The Tetrad Tour, Part I
What Falls Out When You Apply Four Lenses to Everything
In the last post, I argued that every field of human study reduces to four irreducible lenses: physics (substance), mathematics (structure), computer science (process), and economics (selection). Then I stress-tested the framework on the hardest possible case — theology — and showed how it separates the coherent positions on God from the incoherent ones, and why you can’t mix and match across the divide.
Now let’s see what happens when we point the tetrad at fields where the standard framing is less obviously wrong, but still missing something important.
The method is simple: take a field, identify its standard framing, apply all four lenses, and see what falls out that you wouldn’t get otherwise.
Anthropology
Standard framing: Cultures are diverse and contingent.
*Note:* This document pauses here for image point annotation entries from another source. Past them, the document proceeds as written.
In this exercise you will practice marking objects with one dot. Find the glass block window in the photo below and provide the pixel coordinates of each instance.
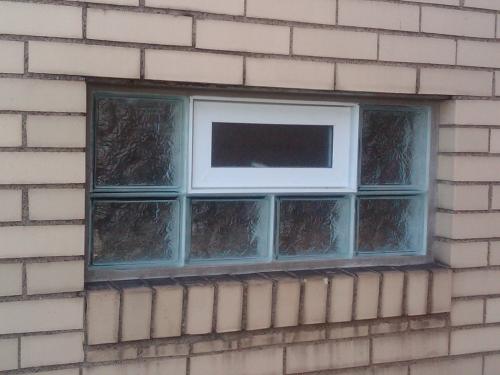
(144, 216)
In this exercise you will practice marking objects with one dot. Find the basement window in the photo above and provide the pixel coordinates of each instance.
(206, 185)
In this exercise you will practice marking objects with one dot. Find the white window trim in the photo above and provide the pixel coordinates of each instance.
(203, 179)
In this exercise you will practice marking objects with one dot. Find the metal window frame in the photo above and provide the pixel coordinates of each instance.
(114, 272)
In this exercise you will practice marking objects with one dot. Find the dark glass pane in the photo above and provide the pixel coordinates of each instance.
(271, 146)
(227, 229)
(134, 231)
(137, 141)
(313, 227)
(394, 147)
(390, 224)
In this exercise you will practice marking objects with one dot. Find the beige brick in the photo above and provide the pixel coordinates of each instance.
(10, 130)
(462, 254)
(329, 355)
(455, 366)
(313, 11)
(440, 298)
(493, 310)
(8, 354)
(41, 315)
(474, 340)
(417, 49)
(379, 15)
(229, 306)
(465, 312)
(476, 283)
(349, 331)
(246, 37)
(495, 201)
(483, 54)
(341, 298)
(468, 168)
(455, 82)
(167, 315)
(40, 19)
(463, 197)
(410, 346)
(193, 67)
(38, 241)
(11, 279)
(56, 204)
(200, 306)
(391, 295)
(42, 95)
(334, 43)
(47, 350)
(367, 295)
(249, 362)
(314, 304)
(470, 112)
(56, 131)
(259, 304)
(463, 140)
(161, 366)
(82, 59)
(289, 73)
(42, 167)
(458, 22)
(10, 201)
(484, 4)
(234, 7)
(12, 57)
(55, 277)
(136, 313)
(491, 364)
(375, 78)
(494, 258)
(102, 316)
(495, 141)
(129, 27)
(467, 225)
(287, 302)
(416, 292)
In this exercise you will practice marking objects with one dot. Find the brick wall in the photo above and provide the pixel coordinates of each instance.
(50, 325)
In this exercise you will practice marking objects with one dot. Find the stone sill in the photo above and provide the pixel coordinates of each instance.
(159, 309)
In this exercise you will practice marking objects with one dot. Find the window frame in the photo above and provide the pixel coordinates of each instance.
(116, 272)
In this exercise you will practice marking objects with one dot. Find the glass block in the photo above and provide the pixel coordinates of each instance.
(137, 141)
(271, 145)
(394, 224)
(313, 227)
(393, 147)
(128, 232)
(227, 229)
They emerge from historical accident. You can’t judge one culture by the standards of another — that’s ethnocentrism. The proper stance is cultural relativism: describe, don’t evaluate.
The tetrad:
Physics: Humans are bodies. Bodies need calories. Bodies exist in environments with specific constraints — temperature, disease vectors, available prey, arable land. The physical substrate shapes everything downstream.
Math: Kinship systems aren’t random; they follow the mathematics of group theory. Marriage rules, inheritance patterns, and alliance structures have formal properties that can be analyzed independently of any particular culture. Claude Lévi-Strauss saw this decades ago. More broadly, wherever cultures create obligation networks — who owes what to whom — those networks have structural properties (cycles, leverage ratios, cascading defaults) that can be analyzed with the same tools we’d use on any graph.
CS: Culture is software running on human hardware. Memes — in Dawkins’s original sense — are programs that copy themselves with mutation and selection. Oral traditions are lossy compression algorithms for transmitting survival-relevant information across generations. Rituals are executable code: do this, in this order, and produce this outcome (social bonding, status marking, rite of passage).
Economics: Every culture is solving optimization problems under constraint. How do you coordinate behavior without centralized authority? How do you sustain cooperation in iterated games? How do you allocate scarce status, mates, and resources without constant violence?
What falls out:
Consider the potlatch — the ceremonial feast practiced by the Kwakwaka’wakw, Haida, Tlingit, and other peoples of the Pacific Northwest Coast. At these gatherings, chiefs gave away enormous quantities of wealth — blankets, canoes, preserved food — and in the most extreme cases destroyed it. They smashed ornamental coppers worth thousands of blankets. They held “grease feasts” where eulachon oil was poured onto the fire until flames singed the spectators and threatened to set the roof ablaze. Helen Codere called it “fighting with property.”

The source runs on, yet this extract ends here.